Otelin hemen yanındaki güzel bir ayak masajı salonuna attık kendimizi. Saat gece 10:30. O kadar dolular ki 1,5 saat sonraya randevu verdiler, 12:00’ye. Otele gidip uyuyakalmamak için epey savaş verdikten sonra masaj çok iyi geldiSabah Lungshan tapınağına tekrar gittik, erkenden tenha olur umuduyla.
Kalabalık aynıydı.
1975’de ölen Çinli liderlerden Chiang Kai Sheg’in anıtsal mezarına geçtik.
Hemen yanında da çok büyük bir kültür merkezi, konser salonları var.Anıtın bahçesinin girişinde Çince ve İngilizce C.K.S.
Memorial Hall yazan tabelayı göremedik. Çünkü tam önünde bir görevli duruyordu. Haritada çince yazıyla anıtı gösterdik, adam ısrarla burası olmadığını, caddenin karşısında olabileceğini söyledi. Navigasyon ise burada ısrarlı. Adam çekilinde tabelayı gördük. Kendisini Buda’ya havale ettik.
Tayvan’da çok bilinen ve en popüler restaurantlardan olan Din Tai Fung ‘a gideceğiz. Memorial Hall’den birkaç durak ileride. Hong Kong’da tesadüfen keşfettiğimiz ve çoğu Asya’da olmak üzere çok sayıda ülkede şubeleri olan ünlü bir restaurant zinciri. Merkezi Tayvan. Çin mantısı denilen dim sun çeşitleri başta olmak üzere menü çok zengin ve bütün ülkelerde standart. Michelin dahil bir sürü ödülü var. Kapıdan ha deyince girilmiyor. Sıra numarası alınıyor ve monitöre bakarak sıra bekleniyor,bir görevli de numaraları ayrıca mikrofonla tekrar ediyor. Bize 1,5 saat sonrasına yer verdiler. 2 saat sonrasını isteyip gezmemize devam ettik. Trenle ünlü Taipei Grand Hotel’e gittik.
Jintan tren istasyonunda inip hemen yanından kalkan ücretsiz otobüslerine biniliyor. Bir dağın tepesinde bütün şehre hakim, tapınağa benzer mimarideki otel sık sık çok sayıda ünlüyü de ağırlıyormuş. Otel müşterileri kadar bizim gibi ziyarete gelenler de çoktu.
Yakındaki Konfiçyus tapınağına gitmek için bindiğimiz takside kocaman bir vazonun içinde canlı çiçekler vardı. Ufak bir budayı da unutmamış, evi gibi süslemiş adam. Her yıl 28 Eylül’de filozofun doğum günü kutlamaları yapılan tapınak aynı zamanda bir eğitim merkezi. Dilek kağıtlarımızı “sen bilirsin artık” diye bu sefer Konfiçyus’a ilettik. Hemen yanında taoist Baoan Tapınağı var. Büyük bir fırının önünde kuyruğa girenler, daha önceden hazırlanmış kağıtlar yakıyorlar, kötü ruhlara karşı yapılan ritüellerdenmiş. Tıp tanrısı Baosheng heykelleri ve duvar resimleri çok güzel. UNESCO korumasındaki bina 1805’de yapılmış. Hemen trene binip çoktan geç kaldığımız Din Tai Fung randevumuza koştuk, sormadan aldılar içeri.

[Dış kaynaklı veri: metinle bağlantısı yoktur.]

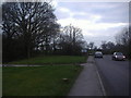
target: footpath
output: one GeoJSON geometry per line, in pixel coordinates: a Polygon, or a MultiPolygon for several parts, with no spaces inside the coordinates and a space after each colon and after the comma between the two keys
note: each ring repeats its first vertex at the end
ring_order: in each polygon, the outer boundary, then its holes
{"type": "Polygon", "coordinates": [[[88,57],[87,63],[82,65],[84,69],[68,96],[106,96],[94,57],[88,57]]]}

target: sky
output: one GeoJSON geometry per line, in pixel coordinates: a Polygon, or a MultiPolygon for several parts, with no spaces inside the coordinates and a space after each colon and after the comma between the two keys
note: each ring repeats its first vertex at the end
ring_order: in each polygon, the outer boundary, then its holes
{"type": "MultiPolygon", "coordinates": [[[[119,1],[119,0],[118,0],[119,1]]],[[[114,41],[115,36],[128,27],[129,2],[88,2],[57,1],[55,2],[55,14],[61,26],[74,25],[82,29],[87,42],[100,46],[102,41],[114,41]]]]}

Kapıda bekliyor olanlar siparişlerini masaya oturmadan verebiliyorlar. Bizim siparişlerimiz zaten sabit. “Yemek yeme özürlü bir abla” ile “her türlü mutfağı denerim abi” diyen bir kardeş için asyada nadir bulduğumuz ortak lezzet noktasındayız. Nihayet karnımız doyacak. Buharda yapılan deniz ürünlü ve sebzeli dim sun ( dumpling ) çeşitlerinin tamamı ve yumurtalı, karidesli siyah pirinçli pilav… Yanında yasemin çayı. Birkaç katlı restorantın her katı dolu. Çıktığımızda kapıda bekleyenler daha kalabalıktı. Bu ziyafetten sonra yorulan ayaklarımızı da muhteşem bir masajla ödüllendirdik. Bugün yaptığımız en iyi işti …:)
Havaalanı otobüsleri için otele saat vermek yeterli. Rezervasyonu ve alınma noktasını onlar bildirdiler. Otelimize çok yakın bir yerden merkez terminale götürecek araca bindik. Üstelik geldiğimiz ücretle aynı miktarı ( 2 kişi 250 NT$ ).
Upuzuuuuuuuun ve yorucu Singapur aktarmalı uçuşla evlerimize döndük.